English Professor Emeritus, Founder and Director of Conflict and Resolution Studies
In April 2014, contributions from generous alumni endowed a Curriculum Fund for English Professor Emeritus Richard Easton and Professor of Education Patty Easton to establish the interdisciplinary Conflict and Resolution Studies concentration (CRS) at Washington & Jefferson College. After deciding not to retire at the request of the administration, Richard Easton was named director of the program and teaches the program’s required course. Patty Easton, along with 18 additional faculty members, will teach the program’s affiliated courses.
The mission of the CRS concentration is to provide theoretical and practical experience to explore the causes of conflict and the possibilities of their reduction or elimination. The program embraces the study of family, international, and national conflicts. Exploration of civil discourse, social justice issues, and leadership qualities are important values of the new concentration.
In the short period of time since the inception of CRS, the program has become highly successful. With students from across the curriculum, enrollment doubled this year after the program graduated its first class of students last spring. Fall 2016 courses included offerings from communication, education, English, environmental science, philosophy, political science, psychology, religious studies, and two courses specific to CRS—one theoretical and one practical.
The program allows enrolled students to think about their future careers in new ways.

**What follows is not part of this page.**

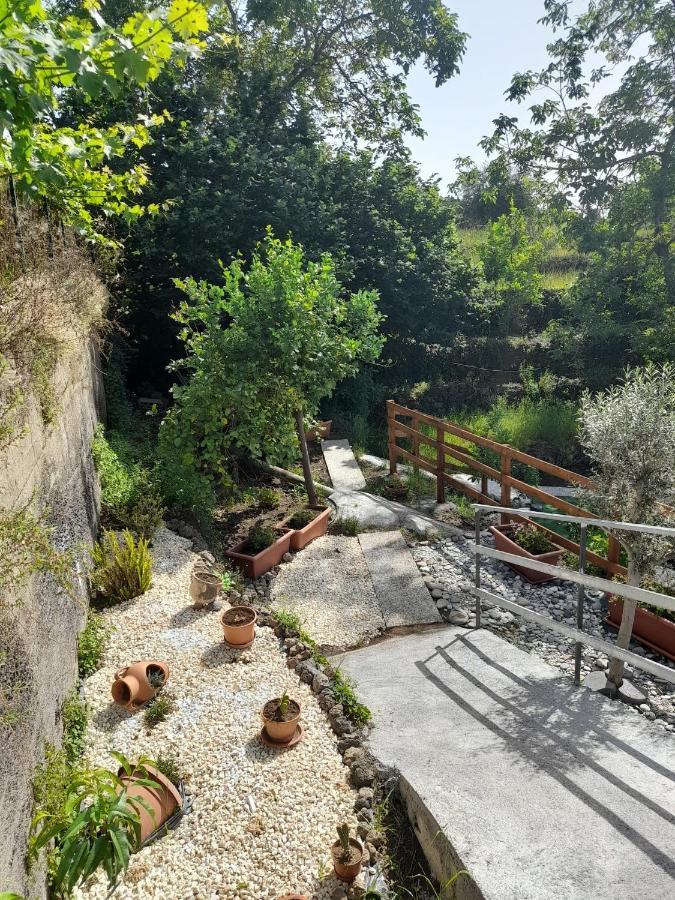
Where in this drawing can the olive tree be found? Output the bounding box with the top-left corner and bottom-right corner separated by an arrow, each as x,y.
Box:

In a recent assessment, students say they foresee using their new skills to enhance careers “in the legal profession, at the State Department, in local and federal government work, in human resources, in family counseling, and for their own family relationships.” The program has also opened up the opportunity for students to consider new career paths in international mediating, in law enforcement, in the military, and as teachers. The program has also guided two students to pursue Magellan Projects in Northern Ireland and has two others studying at universities in Ireland and the Netherlands. Others are applying for U.S. and international graduate school acceptance and scholarships in this new academic field.
The CRS lecture series has had wide campus and community effects. Belfast’s International Mediator and Peace Award winner Mary Montague became a fall 2016 Maxwell Scholar in residence. Her public lectures have garnered praise from the Observer-Reporter, as well as attendees who filled the College ballroom repeatedly. Her CRS course, Mediation in the Classroom and Community, offered students mediation training and included them in important outreach to the Washington School District and to a Southwestern Pennsylvania Court Conference for one hundred child advocates, judges, and lawyers. During International Week in April 2017, CRS will present public lectures and classroom appearances by southeast Asia peacebuilder Shadia Marhaban from Aceh, Indonesia.
CRS has now entered a strategic study to plan its future, guided by Dr. Rembert, Dr. Bennett, Mrs. Montague, and the other members of Richard Easton’s steering committee including, Professors James Longo, David Ryan Bunting, and Melissa Cook.
The Eastons are very grateful to the alumni for their continuing support in developing this new program. “This may indeed be the best act yet in my long-running career,” said Richard.